Megachurch Pastor: Christians Thinking in Secular Way Contribute to Fast Rise of the 'Nones'
A growing number of Christians, especially among the younger generations, are in jeopardy of being swallowed up by today's cultural norms and secular thinking, only to become unaffiliated to any church or denomination, says the author of The Rise of the Nones: Understanding and Reaching the Religiously Unaffiliated.
"We are living in a decisively post-Christian culture and I think it's taking its toll on existing evangelicals and the church in a way that is creating more and more nominal Christians on the way to 'nones' who self-described themselves as evangelicals earlier," author and pastor James Emery White, of Mecklenburg Community Church in Charlotte, North Carolina, said in a recent interview with Ed Stetzer, host of The Exchange.
The "nones" are described as the fastest-growing "religious group" of our day – one in five Americans identify themselves as having no religious affiliation. During the interview, Stetzer quoted one survey that showed 3 in 10 college age students are "nones."
White expressed concern about the negative impact today's culture is having on the church.

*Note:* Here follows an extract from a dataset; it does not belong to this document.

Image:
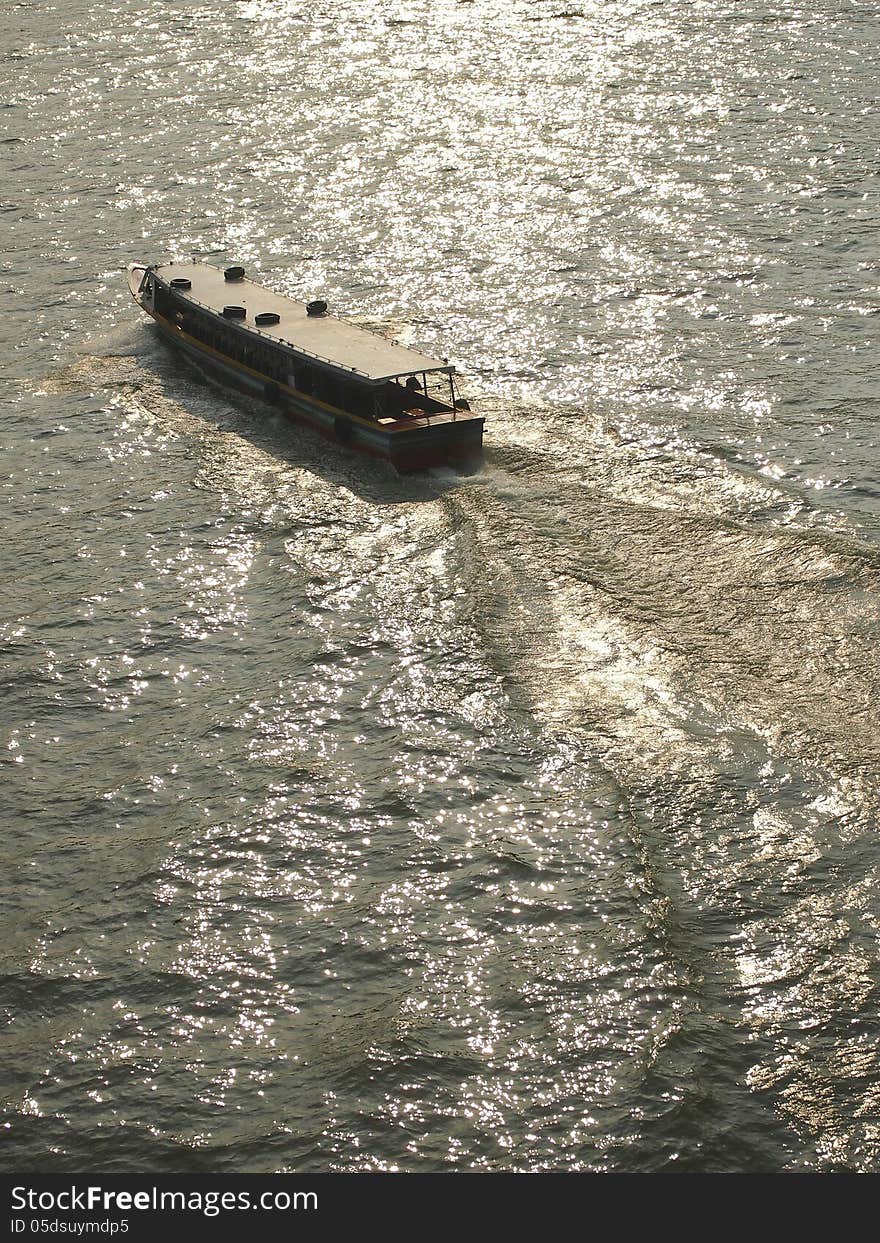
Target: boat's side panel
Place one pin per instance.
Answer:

"Even among card-carrying Christians and even among evangelicals … they are increasingly thinking in a secular way," White explained. "They are thinking the way the world thinks and that's what makes it so scary for future generations and also the way culture will be able to continue to shape them and move them further and further away because we are so affected by the media which tells us how to think and more importantly what to think about, and it's affecting us greatly because we throw in secularization and you don't have the cultural props to keep faith vibrant and robust."
If one adds the influence of culture and media together, the combination is "a recipe for a fast rise of the 'nones,' [and] a fast rise away from Christian values," he said. "We will be seeing this on various social issues, things that would have been unthinkable 20 years ago are now mainstream. The reason I think that's happening more frequently is because the cultural context is suited to it."
Christians have a responsibility to reach out to the "nones" by sincerely caring for their salvation instead of focusing more on themselves, White said during the webcast.
"We (church community at large) only care about our own needs being met because a spiritual narcissism has invaded the church," he said. "There is a consumer mindset that has crept into the church and it's not megachurches selling out the culture. The consumer mindset, the narcissism is within the believer, so you hear things like, 'I need to go where I am being fed' as opposed to feeding ourselves or maybe feeding someone else. We talk about 'I need to go where I am ministered to' as if that's the goal of the church instead of you being the minister. We talk about, 'Well, I just walked out of a worship service and I didn't get anything out of it,' which is heresy because the worship service has nothing to do with what you get out of it, the question is did God get anything out of it?"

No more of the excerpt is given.